Track agent changes over time.

Why re-audit

The score on day one is a snapshot. The score on day thirty, after you've shipped four prompt changes and a model upgrade, is the question that matters: did the changes actually help?

Re-audit answers that. Each re-audit is compared against the previous run; the report tells you what changed.

How to re-audit

On any saved report, click Re-audit.

The new run uses the same URL and the same eval set as the original. Findings, strengths, and the score are computed fresh against the agent's current behavior.

What you see on the new report

The new report renders at a fresh /eval/r/[token] URL but includes a diff banner at the top:

  • Score delta73 → 81 (+8)
  • Verdict shiftFix first → Deploy, when applicable
  • Findings resolved — scenarios that failed before and pass now
  • Findings introduced — scenarios that passed before and fail now (the regression-watch case)
  • Strengths preserved / lost — to catch silent regressions in passing categories

The diff is the headline.

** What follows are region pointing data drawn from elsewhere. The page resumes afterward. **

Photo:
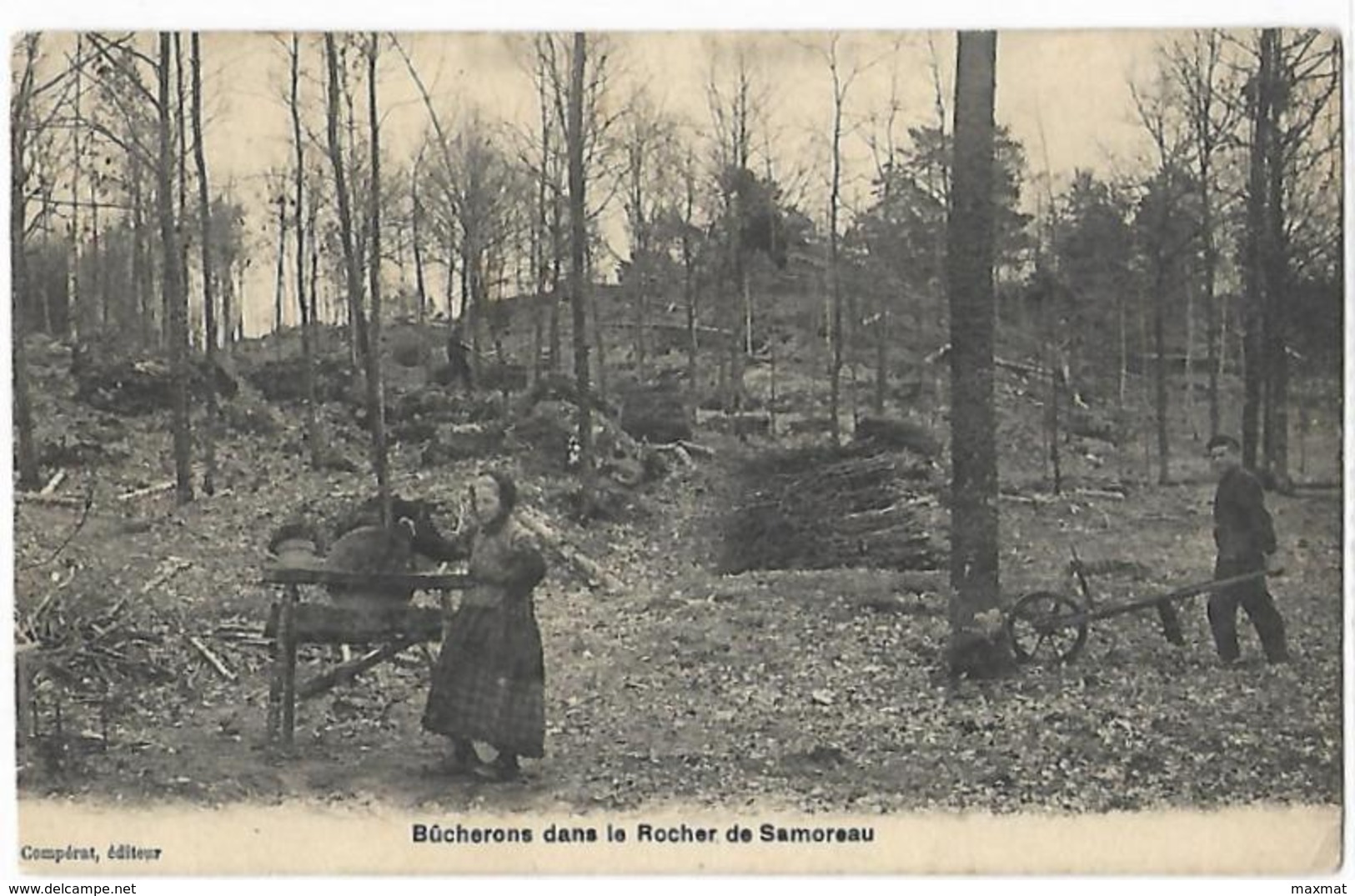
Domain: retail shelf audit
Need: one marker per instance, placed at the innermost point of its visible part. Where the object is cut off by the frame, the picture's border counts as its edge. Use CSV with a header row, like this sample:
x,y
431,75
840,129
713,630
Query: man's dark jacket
x,y
1242,528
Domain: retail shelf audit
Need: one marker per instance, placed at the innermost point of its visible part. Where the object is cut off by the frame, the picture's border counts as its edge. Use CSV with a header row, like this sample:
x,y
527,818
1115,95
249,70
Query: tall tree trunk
x,y
834,273
977,640
140,283
28,457
228,309
420,288
353,279
79,320
279,293
689,286
1253,333
375,392
173,282
578,245
1212,316
557,237
209,438
1160,356
1275,258
182,213
307,310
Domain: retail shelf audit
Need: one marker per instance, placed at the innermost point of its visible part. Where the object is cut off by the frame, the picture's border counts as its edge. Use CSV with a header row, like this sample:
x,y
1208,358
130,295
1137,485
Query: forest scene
x,y
809,358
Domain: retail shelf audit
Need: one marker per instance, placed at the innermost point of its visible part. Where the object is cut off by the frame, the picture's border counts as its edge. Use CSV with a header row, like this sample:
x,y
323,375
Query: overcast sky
x,y
1064,93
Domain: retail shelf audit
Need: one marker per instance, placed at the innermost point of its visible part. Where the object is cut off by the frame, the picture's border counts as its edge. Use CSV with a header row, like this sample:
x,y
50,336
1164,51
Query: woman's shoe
x,y
499,770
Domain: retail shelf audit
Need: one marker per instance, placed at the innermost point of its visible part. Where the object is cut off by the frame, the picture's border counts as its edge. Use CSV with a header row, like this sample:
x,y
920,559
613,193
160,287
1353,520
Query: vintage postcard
x,y
648,451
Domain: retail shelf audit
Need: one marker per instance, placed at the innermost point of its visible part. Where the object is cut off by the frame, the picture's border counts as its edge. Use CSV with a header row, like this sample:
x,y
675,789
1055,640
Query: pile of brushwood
x,y
869,503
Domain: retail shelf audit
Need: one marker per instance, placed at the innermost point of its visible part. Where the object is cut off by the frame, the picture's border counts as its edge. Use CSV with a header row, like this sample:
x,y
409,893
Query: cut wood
x,y
212,658
693,448
148,490
347,672
53,483
171,568
1099,493
594,574
156,489
56,500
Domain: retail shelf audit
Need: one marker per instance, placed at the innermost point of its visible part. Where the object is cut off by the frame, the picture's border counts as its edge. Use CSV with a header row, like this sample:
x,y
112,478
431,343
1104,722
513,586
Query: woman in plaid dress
x,y
488,683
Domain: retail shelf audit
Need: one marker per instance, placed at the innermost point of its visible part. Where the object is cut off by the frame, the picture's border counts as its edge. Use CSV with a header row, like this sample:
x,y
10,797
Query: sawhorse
x,y
293,622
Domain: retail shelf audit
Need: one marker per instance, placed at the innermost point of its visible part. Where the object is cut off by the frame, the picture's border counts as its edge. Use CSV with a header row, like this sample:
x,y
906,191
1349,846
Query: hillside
x,y
812,689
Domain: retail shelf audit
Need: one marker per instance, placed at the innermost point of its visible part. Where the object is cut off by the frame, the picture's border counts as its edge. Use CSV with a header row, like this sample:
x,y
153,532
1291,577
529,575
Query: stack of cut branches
x,y
823,508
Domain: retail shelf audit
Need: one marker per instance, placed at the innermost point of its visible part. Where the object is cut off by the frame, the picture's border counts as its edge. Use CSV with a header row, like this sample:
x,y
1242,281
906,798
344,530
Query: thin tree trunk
x,y
26,458
228,309
209,438
1212,312
1160,363
420,288
375,394
279,278
578,244
555,349
1253,333
1277,282
353,278
79,317
834,273
182,213
977,644
305,309
687,283
173,282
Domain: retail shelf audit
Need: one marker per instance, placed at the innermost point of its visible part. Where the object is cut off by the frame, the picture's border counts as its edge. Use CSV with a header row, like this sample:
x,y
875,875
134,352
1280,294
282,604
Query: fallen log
x,y
54,500
213,659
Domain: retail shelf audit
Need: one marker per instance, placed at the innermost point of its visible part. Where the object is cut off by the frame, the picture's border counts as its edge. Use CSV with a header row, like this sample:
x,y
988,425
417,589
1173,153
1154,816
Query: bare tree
x,y
375,394
977,642
1197,65
22,129
648,137
209,305
1167,243
353,278
307,309
841,83
175,298
578,243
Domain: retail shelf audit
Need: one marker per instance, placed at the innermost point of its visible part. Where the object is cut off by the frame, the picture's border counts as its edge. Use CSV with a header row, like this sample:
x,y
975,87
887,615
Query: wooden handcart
x,y
292,622
1047,627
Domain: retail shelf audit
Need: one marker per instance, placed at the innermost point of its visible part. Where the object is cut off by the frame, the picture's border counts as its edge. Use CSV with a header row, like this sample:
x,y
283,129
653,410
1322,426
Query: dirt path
x,y
771,689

Below it, the report renders the same way as a fresh audit.

Use the diff banner to talk to your team

The diff is the artifact you share when someone asks "did the prompt change help?"

  • Score went up: 73 → 81 is the proof
  • A regression appeared: the diff names the specific scenario that flipped
  • Nothing moved: the change was a wash; argue from the data instead of vibes

Eval set version pinning

Re-audits use the same eval set version as the original run. If the eval set has changed since the original, the re-audit is still comparable to the original — the rubric isn't shifting underneath you.

If you want to re-score an older report against a newer eval set, that's a separate audit, not a re-audit.

When the URL no longer works

Sometimes the URL goes down, moves, or changes auth. The re-audit will fail with a clear error and won't be charged.

To audit a new URL, submit it as a fresh audit instead of re-auditing the old one.